The Justice Department said it was reviewing the decision and had made no decision about whether to appeal.
Among legal experts, however, there was little hesitation. Most of those we contacted hailed the decision as the beginning of the end of unfettered use of the state secrets privilege.
Here's what some of them had to say:
Steven Aftergood, head of the government secrecy program of the Federation of American Scientists:
"At least by implication, the ruling means that aspects of President Bush's Terrorist Surveillance Program were illegal. Significantly, that determination was made by a court, based on a private complaint years after the fact, and not through congressional intelligence oversight. While Congress did enact the Foreign Intelligence Surveillance Act of 1978, which was the foundation of the court's ruling, contemporary congressional oversight alone would have left the Al-Haramain violation (and untold others) undiscovered and unpunished.
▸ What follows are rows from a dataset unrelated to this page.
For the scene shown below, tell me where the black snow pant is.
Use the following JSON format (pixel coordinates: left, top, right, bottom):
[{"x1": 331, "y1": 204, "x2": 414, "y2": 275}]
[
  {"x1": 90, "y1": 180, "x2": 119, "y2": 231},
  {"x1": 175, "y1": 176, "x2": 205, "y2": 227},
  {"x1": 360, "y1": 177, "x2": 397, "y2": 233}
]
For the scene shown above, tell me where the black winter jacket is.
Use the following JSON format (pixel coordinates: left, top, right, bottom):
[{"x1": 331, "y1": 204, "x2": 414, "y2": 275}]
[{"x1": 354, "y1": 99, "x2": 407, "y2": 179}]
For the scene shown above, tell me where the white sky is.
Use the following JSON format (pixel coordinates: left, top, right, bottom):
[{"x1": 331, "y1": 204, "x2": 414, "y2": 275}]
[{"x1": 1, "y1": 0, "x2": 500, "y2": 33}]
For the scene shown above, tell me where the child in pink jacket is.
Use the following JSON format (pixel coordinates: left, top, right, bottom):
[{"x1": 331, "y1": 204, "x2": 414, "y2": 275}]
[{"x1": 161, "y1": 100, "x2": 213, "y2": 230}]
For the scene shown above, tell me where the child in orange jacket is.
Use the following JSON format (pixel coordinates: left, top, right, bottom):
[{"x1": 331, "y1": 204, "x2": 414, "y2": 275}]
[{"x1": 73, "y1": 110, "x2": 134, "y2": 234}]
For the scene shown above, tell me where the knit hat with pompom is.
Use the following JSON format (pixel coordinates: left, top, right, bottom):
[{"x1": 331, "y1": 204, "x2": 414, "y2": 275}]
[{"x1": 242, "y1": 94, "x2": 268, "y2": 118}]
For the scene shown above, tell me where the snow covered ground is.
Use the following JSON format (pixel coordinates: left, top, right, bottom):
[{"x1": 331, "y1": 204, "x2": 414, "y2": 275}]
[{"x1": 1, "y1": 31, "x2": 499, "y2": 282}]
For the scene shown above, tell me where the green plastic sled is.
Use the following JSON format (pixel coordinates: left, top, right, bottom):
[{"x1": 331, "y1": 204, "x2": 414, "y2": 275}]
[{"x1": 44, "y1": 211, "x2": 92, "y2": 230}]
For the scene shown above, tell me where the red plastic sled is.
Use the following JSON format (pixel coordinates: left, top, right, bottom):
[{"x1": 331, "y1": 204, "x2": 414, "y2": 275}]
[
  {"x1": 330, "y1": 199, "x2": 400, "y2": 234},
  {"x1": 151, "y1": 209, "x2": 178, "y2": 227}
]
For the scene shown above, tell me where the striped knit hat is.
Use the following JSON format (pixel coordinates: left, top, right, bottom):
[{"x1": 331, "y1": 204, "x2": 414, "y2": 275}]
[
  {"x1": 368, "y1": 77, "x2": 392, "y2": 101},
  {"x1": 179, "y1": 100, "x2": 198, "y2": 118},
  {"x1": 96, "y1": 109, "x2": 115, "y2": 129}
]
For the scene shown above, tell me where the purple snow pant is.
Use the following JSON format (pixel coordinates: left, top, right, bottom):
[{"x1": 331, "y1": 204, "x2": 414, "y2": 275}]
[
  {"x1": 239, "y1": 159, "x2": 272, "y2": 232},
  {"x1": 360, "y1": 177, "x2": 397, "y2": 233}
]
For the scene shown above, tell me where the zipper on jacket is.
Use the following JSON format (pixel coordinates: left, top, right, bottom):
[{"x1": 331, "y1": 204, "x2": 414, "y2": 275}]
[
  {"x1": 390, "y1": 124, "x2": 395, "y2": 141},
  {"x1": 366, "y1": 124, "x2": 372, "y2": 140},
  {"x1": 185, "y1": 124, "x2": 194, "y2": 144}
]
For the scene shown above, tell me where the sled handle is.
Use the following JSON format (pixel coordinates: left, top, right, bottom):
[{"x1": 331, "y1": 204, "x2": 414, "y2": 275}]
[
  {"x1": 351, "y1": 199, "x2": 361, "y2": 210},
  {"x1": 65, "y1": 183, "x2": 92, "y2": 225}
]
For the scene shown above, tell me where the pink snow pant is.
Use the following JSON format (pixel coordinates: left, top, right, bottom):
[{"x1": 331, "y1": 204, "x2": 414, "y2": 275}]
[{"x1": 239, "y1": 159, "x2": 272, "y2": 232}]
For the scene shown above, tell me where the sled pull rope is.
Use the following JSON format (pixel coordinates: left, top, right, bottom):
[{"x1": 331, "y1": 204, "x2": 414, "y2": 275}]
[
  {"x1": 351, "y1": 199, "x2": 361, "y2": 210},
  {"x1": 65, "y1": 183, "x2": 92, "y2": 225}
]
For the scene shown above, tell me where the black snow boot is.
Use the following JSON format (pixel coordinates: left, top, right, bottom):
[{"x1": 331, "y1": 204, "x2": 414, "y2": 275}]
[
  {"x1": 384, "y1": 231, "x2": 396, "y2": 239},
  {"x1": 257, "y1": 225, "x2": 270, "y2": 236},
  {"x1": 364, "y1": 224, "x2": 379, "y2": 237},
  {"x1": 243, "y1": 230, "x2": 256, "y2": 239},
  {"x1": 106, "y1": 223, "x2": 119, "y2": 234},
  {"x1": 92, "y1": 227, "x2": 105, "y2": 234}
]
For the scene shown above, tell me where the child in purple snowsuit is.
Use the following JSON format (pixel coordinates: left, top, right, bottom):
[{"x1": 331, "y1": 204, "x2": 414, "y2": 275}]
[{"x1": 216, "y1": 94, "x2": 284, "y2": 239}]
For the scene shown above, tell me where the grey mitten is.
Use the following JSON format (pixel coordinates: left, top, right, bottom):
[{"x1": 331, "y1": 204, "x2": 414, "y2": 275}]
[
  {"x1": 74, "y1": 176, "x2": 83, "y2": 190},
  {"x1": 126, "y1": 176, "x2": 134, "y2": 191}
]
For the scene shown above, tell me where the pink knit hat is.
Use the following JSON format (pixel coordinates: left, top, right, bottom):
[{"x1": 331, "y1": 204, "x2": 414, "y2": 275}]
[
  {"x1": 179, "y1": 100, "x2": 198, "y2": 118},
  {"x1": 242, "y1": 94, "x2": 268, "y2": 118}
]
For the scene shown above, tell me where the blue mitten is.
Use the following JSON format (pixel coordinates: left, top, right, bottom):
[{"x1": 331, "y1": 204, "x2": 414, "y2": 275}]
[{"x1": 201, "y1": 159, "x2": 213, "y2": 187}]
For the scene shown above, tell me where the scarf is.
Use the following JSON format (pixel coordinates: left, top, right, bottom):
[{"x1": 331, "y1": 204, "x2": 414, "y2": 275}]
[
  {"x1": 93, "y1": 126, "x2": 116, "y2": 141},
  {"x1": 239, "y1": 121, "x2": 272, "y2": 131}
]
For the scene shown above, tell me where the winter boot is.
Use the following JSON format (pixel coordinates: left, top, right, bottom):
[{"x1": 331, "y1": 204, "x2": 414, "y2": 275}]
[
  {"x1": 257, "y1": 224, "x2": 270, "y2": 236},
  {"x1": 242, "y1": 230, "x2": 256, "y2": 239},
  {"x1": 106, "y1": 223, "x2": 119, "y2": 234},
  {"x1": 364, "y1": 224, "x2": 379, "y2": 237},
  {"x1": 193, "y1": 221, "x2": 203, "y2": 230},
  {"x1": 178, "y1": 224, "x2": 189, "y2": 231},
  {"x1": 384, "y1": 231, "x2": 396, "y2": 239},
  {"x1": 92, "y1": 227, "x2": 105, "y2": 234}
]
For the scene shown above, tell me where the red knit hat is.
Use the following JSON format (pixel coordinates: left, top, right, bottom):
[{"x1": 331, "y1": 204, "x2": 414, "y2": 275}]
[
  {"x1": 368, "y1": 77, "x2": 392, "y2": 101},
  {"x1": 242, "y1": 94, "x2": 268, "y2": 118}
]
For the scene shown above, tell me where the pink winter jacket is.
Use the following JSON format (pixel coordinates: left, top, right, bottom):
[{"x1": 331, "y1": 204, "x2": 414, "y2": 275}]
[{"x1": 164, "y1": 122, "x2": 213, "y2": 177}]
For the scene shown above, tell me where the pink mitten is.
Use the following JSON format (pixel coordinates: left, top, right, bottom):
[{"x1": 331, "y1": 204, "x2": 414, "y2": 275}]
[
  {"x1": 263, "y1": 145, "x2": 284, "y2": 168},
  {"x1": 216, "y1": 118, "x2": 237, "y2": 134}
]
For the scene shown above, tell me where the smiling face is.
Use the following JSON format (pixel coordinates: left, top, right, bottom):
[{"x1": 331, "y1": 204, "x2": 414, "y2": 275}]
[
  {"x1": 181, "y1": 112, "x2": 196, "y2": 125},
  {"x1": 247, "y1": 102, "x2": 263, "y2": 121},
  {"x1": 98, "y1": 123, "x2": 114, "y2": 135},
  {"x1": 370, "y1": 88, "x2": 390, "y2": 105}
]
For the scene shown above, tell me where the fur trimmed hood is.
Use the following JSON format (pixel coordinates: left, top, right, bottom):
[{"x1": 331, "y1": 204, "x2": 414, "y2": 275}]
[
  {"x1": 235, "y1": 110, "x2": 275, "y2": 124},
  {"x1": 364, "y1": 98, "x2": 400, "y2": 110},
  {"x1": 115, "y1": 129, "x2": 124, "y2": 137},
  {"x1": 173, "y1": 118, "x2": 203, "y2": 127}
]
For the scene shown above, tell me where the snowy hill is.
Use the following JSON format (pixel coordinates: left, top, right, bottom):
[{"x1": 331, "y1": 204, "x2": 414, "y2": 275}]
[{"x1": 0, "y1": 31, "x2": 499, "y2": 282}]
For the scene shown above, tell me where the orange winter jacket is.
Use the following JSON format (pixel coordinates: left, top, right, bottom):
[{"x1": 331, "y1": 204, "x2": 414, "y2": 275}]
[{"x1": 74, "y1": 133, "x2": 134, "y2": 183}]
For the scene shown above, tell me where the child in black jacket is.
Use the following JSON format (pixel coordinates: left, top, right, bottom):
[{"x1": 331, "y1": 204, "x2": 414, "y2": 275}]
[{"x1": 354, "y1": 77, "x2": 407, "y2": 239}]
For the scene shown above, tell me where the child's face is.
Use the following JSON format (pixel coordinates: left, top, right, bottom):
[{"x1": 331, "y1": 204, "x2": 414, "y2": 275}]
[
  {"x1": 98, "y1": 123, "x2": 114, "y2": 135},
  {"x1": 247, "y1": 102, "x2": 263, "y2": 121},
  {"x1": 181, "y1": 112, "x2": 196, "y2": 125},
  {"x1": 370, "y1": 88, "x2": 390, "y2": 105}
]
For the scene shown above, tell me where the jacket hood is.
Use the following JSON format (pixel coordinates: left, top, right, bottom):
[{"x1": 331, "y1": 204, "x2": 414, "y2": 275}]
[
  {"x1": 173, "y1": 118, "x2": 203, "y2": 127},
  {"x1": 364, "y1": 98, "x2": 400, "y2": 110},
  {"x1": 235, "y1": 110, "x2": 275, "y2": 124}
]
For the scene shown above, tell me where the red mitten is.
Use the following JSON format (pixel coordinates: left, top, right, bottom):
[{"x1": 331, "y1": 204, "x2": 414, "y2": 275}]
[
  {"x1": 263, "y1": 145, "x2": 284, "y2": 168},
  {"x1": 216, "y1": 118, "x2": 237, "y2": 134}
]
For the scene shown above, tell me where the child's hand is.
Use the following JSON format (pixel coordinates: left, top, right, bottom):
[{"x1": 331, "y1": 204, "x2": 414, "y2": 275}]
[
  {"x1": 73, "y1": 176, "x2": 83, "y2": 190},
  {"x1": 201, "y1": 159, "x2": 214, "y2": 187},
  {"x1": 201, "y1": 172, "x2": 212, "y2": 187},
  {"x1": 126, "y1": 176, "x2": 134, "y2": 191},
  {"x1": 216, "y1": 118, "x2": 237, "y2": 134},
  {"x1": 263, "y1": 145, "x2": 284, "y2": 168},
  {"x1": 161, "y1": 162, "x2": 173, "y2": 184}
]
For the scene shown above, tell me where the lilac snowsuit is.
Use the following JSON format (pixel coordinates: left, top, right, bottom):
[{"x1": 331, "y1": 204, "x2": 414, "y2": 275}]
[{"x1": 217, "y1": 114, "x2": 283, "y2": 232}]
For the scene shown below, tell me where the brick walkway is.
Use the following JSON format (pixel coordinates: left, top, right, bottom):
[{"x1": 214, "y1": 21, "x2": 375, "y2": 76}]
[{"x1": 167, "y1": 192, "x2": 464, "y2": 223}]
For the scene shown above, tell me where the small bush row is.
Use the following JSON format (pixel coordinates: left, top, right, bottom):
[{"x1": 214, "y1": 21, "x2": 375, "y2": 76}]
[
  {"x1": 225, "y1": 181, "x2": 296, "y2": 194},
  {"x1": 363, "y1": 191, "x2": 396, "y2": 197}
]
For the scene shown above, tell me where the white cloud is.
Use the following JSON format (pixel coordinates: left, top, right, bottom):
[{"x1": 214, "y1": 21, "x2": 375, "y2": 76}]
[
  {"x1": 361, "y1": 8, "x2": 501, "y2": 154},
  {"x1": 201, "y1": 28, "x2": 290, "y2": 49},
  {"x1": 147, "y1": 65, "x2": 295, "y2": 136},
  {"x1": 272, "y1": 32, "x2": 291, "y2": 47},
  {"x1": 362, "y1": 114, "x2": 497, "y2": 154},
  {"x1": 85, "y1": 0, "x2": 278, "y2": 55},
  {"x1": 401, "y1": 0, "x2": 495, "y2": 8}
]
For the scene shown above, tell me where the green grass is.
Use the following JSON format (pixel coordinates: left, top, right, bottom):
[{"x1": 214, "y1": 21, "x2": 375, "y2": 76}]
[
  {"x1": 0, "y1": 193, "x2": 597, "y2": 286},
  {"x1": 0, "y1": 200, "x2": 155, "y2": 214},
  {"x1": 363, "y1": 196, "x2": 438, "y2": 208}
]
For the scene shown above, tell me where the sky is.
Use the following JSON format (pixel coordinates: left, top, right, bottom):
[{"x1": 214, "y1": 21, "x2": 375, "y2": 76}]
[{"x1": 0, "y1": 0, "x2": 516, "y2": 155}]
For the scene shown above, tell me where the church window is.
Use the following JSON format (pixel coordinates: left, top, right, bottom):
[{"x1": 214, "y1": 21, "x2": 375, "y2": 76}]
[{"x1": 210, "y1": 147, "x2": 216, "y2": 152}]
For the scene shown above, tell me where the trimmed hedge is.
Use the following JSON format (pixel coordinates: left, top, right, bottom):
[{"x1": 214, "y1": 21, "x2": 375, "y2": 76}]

"The new ruling also leaves the state secrets privilege seemingly tarnished and in disrepute. 'The Government does not rely on an assertion of the [state secrets privilege] to coverup alleged unlawful conduct', government attorneys told the court. But had the Bush and Obama Administrations' use of the privilege prevailed, that is exactly what would have happened-- conduct that has now been found illegal would have been covered up.
"To the extent that there is a legitimate role for a state secrets privilege, the government might now be motivated to bolster the legitimacy of the privilege, perhaps through enactment of the pending State Secrets Protection Act. That bill would, among other things, provide for judicial review and validation of the substance of assertedly privileged evidence.
"Finally, the ruling casts new light retrospectively on the December 2005 New York Times story that exposed the Bush Administration's warrantless surveillance program. A cogent case has been made by Gabriel Schoenfeld (in Commentary Magazine, March 2006, and in his forthcoming book Necessary Secrets) that the Times story violated a statute that clearly prohibits unauthorized disclosure and publication of classified communications intelligence information. But it was the Times story that set the stage for the Al-Haramain lawsuit.